Posted by: Maxine | Apr 14, 2005 8:42:46 PM
Hey, I gather from the comments and so forth that most of you folks use Macs. As a long-time Windows, Unix and Linux user, I think you were right about three years ago, but you are getting further from the mark every day. While the server software has always been better on Unix/Linux, the end user apps are much improved this year. OpenOffice writer is now about as useful as Word, and getting to be less irritating. The Gimp is as good or better than Photoshop Lite or whatever they call it. I haven't found a good Illustrator/Corel/Freehand clone, and the diagramming tool seems pretty buggy too. But these tools all exist and are in rapid development. I am not quite ready to recommend a good Linux distro to unsophisticated users, but I wouldn't hesitate to set one up for somebody. For example, I am moving my kids off Win2k to Fedora this year. If you want to argue about the "productness" I'd be happy to respond.
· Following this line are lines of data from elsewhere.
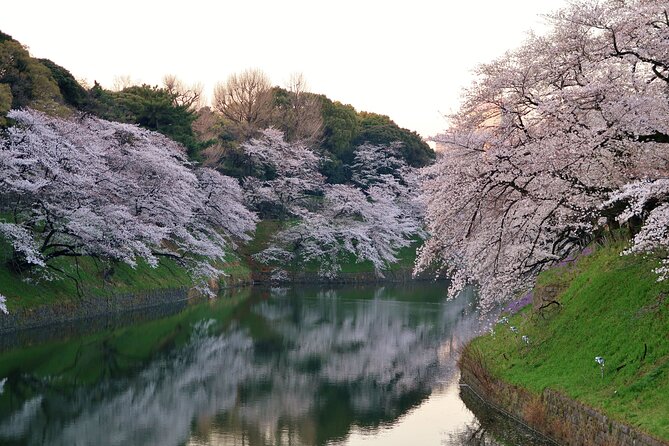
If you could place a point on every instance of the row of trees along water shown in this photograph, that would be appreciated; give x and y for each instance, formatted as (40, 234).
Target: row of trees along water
(140, 173)
(555, 143)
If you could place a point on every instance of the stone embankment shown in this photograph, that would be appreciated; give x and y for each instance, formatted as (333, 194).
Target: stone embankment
(561, 418)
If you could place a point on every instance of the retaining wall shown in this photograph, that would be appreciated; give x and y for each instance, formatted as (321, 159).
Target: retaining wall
(561, 418)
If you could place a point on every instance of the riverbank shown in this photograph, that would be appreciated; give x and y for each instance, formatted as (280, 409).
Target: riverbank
(87, 289)
(544, 370)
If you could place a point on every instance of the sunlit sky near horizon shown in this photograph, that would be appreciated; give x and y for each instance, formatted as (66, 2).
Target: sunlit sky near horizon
(409, 59)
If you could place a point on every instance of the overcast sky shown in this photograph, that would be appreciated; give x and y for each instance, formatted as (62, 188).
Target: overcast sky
(406, 59)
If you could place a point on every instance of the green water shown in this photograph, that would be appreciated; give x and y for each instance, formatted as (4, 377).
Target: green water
(305, 366)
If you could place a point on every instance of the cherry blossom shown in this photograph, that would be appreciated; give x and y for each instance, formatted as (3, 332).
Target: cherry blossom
(86, 186)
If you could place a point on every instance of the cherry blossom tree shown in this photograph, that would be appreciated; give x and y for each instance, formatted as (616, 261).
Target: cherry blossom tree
(544, 136)
(369, 220)
(86, 186)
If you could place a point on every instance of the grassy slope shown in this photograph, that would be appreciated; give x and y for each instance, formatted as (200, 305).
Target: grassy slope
(27, 294)
(267, 228)
(613, 307)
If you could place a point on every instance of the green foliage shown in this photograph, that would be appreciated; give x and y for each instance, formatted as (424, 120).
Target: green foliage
(98, 279)
(153, 108)
(5, 102)
(72, 92)
(611, 306)
(341, 128)
(31, 83)
(381, 130)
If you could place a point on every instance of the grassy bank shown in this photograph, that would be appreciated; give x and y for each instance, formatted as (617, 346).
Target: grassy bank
(610, 306)
(96, 279)
(266, 229)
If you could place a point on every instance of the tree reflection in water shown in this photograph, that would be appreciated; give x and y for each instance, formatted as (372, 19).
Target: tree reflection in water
(298, 368)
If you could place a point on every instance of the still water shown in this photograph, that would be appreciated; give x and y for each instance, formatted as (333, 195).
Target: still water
(362, 365)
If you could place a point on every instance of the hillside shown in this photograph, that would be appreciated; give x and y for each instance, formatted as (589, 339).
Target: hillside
(610, 306)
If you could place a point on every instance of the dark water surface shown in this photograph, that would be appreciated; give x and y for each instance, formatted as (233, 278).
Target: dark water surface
(363, 365)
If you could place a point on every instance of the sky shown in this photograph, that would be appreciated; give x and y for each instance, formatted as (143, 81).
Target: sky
(409, 60)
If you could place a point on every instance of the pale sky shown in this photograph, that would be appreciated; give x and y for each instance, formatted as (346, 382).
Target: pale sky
(406, 59)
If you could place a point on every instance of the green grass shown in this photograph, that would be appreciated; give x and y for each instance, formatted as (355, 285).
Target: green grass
(611, 306)
(23, 291)
(119, 351)
(266, 229)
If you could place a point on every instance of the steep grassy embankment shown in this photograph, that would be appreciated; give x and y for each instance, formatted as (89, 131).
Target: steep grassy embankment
(99, 280)
(610, 306)
(351, 269)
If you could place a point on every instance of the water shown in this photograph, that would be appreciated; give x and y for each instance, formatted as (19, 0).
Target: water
(309, 366)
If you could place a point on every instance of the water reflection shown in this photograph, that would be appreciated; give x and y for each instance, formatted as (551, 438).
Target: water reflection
(300, 367)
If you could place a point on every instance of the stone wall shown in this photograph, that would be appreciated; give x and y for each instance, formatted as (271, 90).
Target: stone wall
(561, 418)
(87, 308)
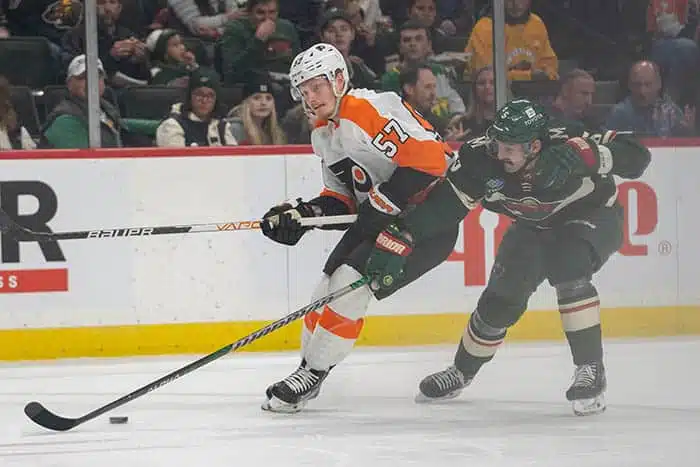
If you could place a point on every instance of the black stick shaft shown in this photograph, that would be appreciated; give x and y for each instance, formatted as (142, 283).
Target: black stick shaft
(42, 416)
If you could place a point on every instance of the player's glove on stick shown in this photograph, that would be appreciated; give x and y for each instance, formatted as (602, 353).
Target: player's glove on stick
(577, 157)
(387, 260)
(281, 223)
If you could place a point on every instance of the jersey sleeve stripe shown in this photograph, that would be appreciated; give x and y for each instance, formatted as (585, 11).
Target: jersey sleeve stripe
(345, 199)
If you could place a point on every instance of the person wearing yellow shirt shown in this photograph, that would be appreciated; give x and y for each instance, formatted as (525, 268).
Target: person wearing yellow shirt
(529, 54)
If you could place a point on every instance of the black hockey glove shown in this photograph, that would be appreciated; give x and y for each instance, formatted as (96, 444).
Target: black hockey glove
(281, 223)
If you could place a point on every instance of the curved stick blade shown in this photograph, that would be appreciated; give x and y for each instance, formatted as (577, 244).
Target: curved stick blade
(44, 417)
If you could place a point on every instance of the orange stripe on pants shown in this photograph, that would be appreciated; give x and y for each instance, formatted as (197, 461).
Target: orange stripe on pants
(311, 319)
(340, 325)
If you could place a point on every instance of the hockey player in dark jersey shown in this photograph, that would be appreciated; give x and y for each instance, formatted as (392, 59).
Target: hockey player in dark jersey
(556, 183)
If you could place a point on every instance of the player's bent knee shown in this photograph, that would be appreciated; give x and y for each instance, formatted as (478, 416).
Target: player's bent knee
(499, 311)
(579, 305)
(322, 289)
(481, 339)
(576, 288)
(351, 306)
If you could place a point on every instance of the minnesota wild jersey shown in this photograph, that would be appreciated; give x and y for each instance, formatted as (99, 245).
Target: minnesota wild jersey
(477, 177)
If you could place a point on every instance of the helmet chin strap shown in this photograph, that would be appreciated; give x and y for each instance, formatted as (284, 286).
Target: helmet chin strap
(338, 97)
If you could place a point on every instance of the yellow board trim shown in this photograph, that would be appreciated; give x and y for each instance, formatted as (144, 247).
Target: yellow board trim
(405, 330)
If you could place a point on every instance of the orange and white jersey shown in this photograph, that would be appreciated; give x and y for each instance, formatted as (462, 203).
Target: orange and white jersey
(373, 134)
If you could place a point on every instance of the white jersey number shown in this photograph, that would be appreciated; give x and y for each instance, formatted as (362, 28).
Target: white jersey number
(389, 148)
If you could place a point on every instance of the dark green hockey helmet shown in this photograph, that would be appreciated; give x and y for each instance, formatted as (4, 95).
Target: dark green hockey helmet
(519, 121)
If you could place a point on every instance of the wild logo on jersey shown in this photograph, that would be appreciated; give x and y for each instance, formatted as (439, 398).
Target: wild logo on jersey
(532, 208)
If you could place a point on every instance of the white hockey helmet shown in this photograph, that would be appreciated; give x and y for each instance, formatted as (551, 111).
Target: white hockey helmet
(318, 60)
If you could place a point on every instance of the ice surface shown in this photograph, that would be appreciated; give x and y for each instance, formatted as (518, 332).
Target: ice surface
(515, 413)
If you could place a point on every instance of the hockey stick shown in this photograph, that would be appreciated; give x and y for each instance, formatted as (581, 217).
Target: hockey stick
(168, 229)
(44, 417)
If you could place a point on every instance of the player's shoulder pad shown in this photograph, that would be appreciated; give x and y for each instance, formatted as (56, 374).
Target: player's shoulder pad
(363, 106)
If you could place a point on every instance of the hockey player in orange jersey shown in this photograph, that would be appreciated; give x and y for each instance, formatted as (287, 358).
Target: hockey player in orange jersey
(378, 156)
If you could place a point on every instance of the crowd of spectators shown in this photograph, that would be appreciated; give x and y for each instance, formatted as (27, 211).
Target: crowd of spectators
(177, 73)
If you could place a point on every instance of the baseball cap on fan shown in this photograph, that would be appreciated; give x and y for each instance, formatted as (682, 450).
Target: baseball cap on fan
(78, 66)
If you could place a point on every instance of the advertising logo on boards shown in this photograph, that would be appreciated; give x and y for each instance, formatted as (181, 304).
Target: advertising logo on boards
(30, 280)
(641, 220)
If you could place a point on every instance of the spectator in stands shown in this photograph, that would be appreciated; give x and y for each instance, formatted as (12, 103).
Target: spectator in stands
(337, 29)
(423, 12)
(674, 24)
(419, 89)
(305, 15)
(12, 134)
(171, 62)
(529, 53)
(297, 124)
(205, 19)
(125, 57)
(481, 111)
(575, 98)
(371, 12)
(45, 18)
(137, 15)
(4, 32)
(415, 47)
(364, 45)
(259, 42)
(648, 111)
(254, 121)
(199, 120)
(67, 125)
(460, 13)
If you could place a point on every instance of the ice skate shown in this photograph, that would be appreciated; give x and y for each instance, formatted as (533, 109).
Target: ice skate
(292, 393)
(587, 391)
(443, 385)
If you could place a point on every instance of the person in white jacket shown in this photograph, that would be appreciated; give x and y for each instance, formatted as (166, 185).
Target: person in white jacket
(197, 120)
(12, 134)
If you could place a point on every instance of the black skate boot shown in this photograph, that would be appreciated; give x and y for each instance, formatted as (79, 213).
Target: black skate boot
(292, 393)
(586, 392)
(443, 385)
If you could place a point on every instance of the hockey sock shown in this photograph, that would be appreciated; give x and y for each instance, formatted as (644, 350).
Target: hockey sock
(478, 345)
(338, 326)
(580, 317)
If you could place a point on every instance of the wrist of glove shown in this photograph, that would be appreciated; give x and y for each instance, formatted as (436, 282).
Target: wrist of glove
(575, 158)
(388, 258)
(281, 223)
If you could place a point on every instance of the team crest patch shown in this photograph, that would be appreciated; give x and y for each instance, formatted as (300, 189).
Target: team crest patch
(494, 184)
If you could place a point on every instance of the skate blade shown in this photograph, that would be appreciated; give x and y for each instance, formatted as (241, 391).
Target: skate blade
(593, 406)
(423, 399)
(277, 406)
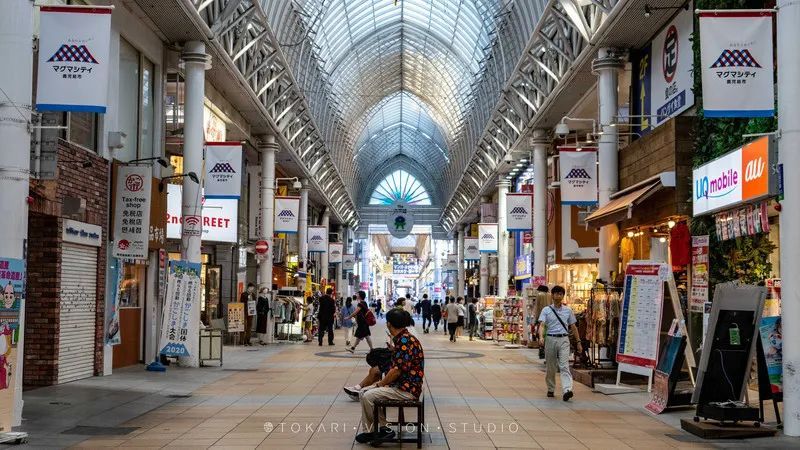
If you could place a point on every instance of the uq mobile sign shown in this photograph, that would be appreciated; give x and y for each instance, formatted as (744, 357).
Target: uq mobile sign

Posted by: John Fisher | Apr 20, 2005 2:13:34 AM
John,
we develop for both Mac and Windows, though the Mac is my primary platform of choice.
I think you are right in that the apps are definitely becoming products. But the whole product concept also includes things liek training, consultancy, and a whole ecosystm around the "generic product". While counter intuitive, the generic product does not have to be the best one out there to be the market leader. The whole product needs to serve the markets needs best.
The pieces are there, and are developing. Even big companies like IBM are getting in on part of the act.